January 30, 2016
John Judis has an interesting piece in Vox on the success so far of Donald Trump and Bernie Sanders. They have garnered the support of large numbers of voters who are disaffected with the agenda pushed by the mainstream in both parties. Judis argues that this agenda, which he alternatively describes as “neo-liberal” or “free market,” has been responsible for the rising economic insecurity of the white middle class. This insecurity has led Republicans to embrace Trump’s nationalistic and often racist agenda as well as Sanders’ openly left-wing agenda of a radically expanded welfare state.
There is an important point that Judis leaves out of his story. The policies that have led to so much upward redistribution were not simply “free market,” they were policies that were designed to redistribute income upward.
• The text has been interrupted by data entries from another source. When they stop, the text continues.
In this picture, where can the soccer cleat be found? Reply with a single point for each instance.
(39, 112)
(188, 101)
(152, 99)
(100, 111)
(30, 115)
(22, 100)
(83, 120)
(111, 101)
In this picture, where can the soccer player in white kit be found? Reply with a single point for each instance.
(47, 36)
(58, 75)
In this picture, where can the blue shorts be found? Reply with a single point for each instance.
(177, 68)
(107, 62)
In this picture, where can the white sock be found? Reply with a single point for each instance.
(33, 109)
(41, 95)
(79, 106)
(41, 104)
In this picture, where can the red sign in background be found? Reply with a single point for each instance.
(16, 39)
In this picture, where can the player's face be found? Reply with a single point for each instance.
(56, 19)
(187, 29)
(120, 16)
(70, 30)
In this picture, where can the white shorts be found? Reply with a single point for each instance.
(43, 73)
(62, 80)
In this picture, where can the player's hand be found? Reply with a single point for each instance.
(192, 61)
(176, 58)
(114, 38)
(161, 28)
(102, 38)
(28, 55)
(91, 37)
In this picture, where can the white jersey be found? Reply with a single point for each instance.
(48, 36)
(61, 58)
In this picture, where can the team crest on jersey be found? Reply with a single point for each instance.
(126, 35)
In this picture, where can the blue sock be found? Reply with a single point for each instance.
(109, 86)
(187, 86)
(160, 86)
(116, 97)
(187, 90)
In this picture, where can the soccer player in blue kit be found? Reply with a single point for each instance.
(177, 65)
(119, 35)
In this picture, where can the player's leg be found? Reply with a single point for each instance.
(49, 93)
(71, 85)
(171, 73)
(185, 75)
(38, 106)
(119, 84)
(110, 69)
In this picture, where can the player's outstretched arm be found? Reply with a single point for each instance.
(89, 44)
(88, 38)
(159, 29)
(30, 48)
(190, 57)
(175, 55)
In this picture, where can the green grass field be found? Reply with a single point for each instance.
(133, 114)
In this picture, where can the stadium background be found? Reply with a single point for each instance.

Starting with trade, the agreements pushed by presidents from both parties did not subject all areas equally to international competition. They quite explicitly put less-educated workers in direct competition with low-paid workers in the developing world by making it as easy as possible to set up factories in Mexico, China, and elsewhere and ship the products without barriers back to the United States. The predicted and actual effect of this sort of trade is to reduce the number of jobs and wages for manufacturing workers. And, by denying workers opportunities in manufacturing, this also puts downward pressure on the wages in the service sectors where former manufacturing workers then looked for jobs.
Real free trade agreements would have made it easier for people in India, China, and elsewhere to train to U.S. standards and then work as doctors, dentists, lawyers and in other highly paid professions in the United States. Instead, the barriers in these professions were largely left in place or even increased.
Driving down the wages of these high-end professionals would have reduced the cost of health care, dental care, and legal services. This raises the real wages of other workers. If the wages of doctors in the United States were reduced to the level of doctors in Europe, it would reduce what we pay our doctors by roughly $100 billion a year. This would be sufficient to add almost $1,000 a year to the paycheck of every worker in the bottom 70 percent of the workforce.
In the same vein, these trade deals, along with domestic legislation, strengthened and lengthened copyright and patent protection. As a result, we pay more for everything from recorded movies and video games to smartphones and fertilizer. The biggest impact is on prescription drugs, where we spend over $400 billion a year. This figure would probably be close to $40 billion annually without patent and related protections. The difference of $360 billion a year comes to more than $2,500 a year for every worker in the country. Without patent protection we would have to find an alternative mechanism to finance research, but we could almost certainly replace existing research and still have plenty of money left over to put in workers’ pockets.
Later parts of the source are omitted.